Thank you  No, they did not comb in in. It was applied with gloved hands. I'd say it was in my head for about 10-12 minutes. Everyone's Silkener/texlax won't look the same because it only relaxes the natural shape of your hair (or the shape that your hair already has). For that reason, if your hair is straight in some areas due to heat damage, a Silkener or texlax would only make those parts even straighter. It will not give your hair texture. You could try a texturizer, but I wouldn't recommend it. Maybe you could do braid/twist outs in that area while you slowly cut the heat damage off and transition back to your natural texture.


----------



## SerenavanderWoodsen (Mar 6, 2011)

Thanks for the info!!  Actually I want to loosen the tighter curly parts if I can to match the looser hair which is all except the back.... I think I would leave the perm in for maybe 6 minutes max since I'm starting with a 3b albeit super frizzy but still no tighter than a 3b even in the most annoying spots. I do not want straight, I just want to loosen down to a true 3a or even 2b or c is that exists ... Believe it or not, I think I trust the job done by myself more than by professionals lol. I just have no faith in stylists unless it's for simple stuff but even so I'd prefer only my hands in my hair.....


----------



## levone (Mar 7, 2011)

Your hair looks great!  Thanks for posting the updated pictures.


----------



## Anastaja11 (Mar 7, 2011)

Looks great!
Not sure if this was asked but how long have you been natural? you have gorgeous hair silkened and unsilkened


----------



## SmileyNY (Mar 7, 2011)

SerenavanderWoodsen said:


> Thanks for the info!!  Actually I want to loosen the tighter curly parts if I can to match the looser hair which is all except the back.... I think I would leave the perm in for maybe 6 minutes max since I'm starting with a 3b albeit super frizzy but still no tighter than a 3b even in the most annoying spots. I do not want straight, I just want to loosen down to a true 3a or even 2b or c is that exists ... Believe it or not, I think I trust the job done by myself more than by professionals lol. I just have no faith in stylists unless it's for simple stuff but even so I'd prefer only my hands in my hair.....



Good Luck


----------



## SmileyNY (Mar 7, 2011)

Anastaja11 said:


> Looks great!
> Not sure if this was asked but how long have you been natural? you have gorgeous hair silkened and unsilkened



Thank you  I went natural for the first time in 2001. I cut my hair with only an inch of new growth. I permed once in 2003 & hated how thin & limp my hair was.... So I transitioned again and was natural from 2004 through December 2010. So, I was natural for a total of 8 years.


----------



## NJoy (Mar 7, 2011)

I think your hair looks beautiful!!!  And if you're happy, then it's money well-spent. Flaunt it, girl!


----------



## SmileyNY (Mar 7, 2011)

NJoy said:


> I think your hair looks beautiful!!!  And if you're happy, then it's money well-spent. Flaunt it, girl!

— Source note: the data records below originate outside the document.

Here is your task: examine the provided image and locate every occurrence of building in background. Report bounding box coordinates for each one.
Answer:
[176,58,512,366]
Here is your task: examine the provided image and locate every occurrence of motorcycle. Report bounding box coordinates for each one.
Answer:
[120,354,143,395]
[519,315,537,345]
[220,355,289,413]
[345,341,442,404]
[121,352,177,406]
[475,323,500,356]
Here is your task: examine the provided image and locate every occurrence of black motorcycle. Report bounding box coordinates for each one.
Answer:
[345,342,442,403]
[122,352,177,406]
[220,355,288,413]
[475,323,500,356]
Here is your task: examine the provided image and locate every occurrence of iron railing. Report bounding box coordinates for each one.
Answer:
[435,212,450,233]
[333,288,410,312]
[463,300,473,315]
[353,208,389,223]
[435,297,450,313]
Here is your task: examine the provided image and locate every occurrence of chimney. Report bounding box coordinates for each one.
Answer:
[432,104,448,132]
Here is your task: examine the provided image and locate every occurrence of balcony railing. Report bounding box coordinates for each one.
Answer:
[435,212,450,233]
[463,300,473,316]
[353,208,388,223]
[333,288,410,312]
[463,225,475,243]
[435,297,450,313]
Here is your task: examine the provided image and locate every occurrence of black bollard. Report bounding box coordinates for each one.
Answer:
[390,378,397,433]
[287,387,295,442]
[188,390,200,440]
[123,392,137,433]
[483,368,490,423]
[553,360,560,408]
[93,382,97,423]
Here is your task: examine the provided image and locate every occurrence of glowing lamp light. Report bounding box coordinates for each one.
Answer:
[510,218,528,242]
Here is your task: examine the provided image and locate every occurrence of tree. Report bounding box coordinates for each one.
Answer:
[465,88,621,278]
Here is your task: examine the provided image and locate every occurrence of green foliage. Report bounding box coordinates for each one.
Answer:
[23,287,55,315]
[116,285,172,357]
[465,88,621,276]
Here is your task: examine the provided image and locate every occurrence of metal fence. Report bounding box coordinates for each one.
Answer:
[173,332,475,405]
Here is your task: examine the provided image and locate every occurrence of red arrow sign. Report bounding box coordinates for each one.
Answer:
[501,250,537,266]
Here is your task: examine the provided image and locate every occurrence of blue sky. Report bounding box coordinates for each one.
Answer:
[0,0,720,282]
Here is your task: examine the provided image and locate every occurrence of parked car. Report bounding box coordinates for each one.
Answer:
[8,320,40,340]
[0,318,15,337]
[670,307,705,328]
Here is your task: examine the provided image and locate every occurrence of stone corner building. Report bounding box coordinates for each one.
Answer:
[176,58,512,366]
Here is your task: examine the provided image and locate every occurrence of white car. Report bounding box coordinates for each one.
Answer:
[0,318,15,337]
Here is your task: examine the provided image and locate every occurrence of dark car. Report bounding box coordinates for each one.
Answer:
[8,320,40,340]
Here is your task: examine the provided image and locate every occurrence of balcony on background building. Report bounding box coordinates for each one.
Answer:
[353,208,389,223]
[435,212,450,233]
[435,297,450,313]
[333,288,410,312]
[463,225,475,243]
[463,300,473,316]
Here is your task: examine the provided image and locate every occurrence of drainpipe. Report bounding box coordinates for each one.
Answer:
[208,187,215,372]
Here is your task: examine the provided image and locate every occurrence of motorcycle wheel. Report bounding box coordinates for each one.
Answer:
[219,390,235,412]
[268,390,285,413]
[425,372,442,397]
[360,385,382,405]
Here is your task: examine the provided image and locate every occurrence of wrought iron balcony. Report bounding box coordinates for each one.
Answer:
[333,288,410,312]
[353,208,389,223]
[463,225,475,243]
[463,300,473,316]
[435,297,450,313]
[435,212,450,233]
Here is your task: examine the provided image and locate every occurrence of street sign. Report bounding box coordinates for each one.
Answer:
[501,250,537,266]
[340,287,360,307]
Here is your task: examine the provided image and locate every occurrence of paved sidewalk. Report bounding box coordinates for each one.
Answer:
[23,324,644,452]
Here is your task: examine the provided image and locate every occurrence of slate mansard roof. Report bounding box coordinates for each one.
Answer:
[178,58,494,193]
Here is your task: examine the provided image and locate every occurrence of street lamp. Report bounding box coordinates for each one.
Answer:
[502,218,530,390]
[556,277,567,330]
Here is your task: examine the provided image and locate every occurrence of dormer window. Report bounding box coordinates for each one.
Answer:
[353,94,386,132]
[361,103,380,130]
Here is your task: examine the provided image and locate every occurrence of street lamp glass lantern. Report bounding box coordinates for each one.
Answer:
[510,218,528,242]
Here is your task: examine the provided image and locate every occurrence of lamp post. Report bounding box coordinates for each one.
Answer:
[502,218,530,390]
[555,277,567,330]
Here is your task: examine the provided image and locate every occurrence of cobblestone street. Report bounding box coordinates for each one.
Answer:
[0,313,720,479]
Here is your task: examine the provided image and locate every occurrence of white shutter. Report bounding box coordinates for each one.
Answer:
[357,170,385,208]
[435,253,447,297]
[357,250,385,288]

Thank you! Now that I'm taking better care of my hair... I aiming to grow texlaxed locks as long and beautiful as yours


----------



## RelaxednNapulous (Mar 7, 2011)

Really looks beautiful, Smiley. I so missed the boat! I lived with Titi & Miko when they owned Curve, but I was a super low-maintenance natural then. After hearing about them on hair boards, I called and Titi said they were overbooked for months ahead. I couldn't afford it anyway.

I'm texlaxing now, based on DIY Silkener tips posted on LHCF, but if I could afford a pro, I'd go for texlaxing and cuts. Had a great stylist who nursed my hair back to health in NYC at less than others charged to burn it off my head. Finding what works for you gives you peace of mind.


----------



## SmileyNY (Mar 7, 2011)

RelaxednNapulous said:


> Really looks beautiful, Smiley. I so missed the boat! I lived with Titi & Miko when they owned Curve, but I was a super low-maintenance natural then. After hearing about them on hair boards, I called and Titi said they were overbooked for months ahead. I couldn't afford it anyway.
> 
> I'm texlaxing now, based on DIY Silkener tips posted on LHCF, but if I could afford a pro, I'd go for texlaxing and cuts. Had a great stylist who nursed my hair back to health in NYC at less than others charged to burn it off my head. Finding what works for you gives you peace of mind.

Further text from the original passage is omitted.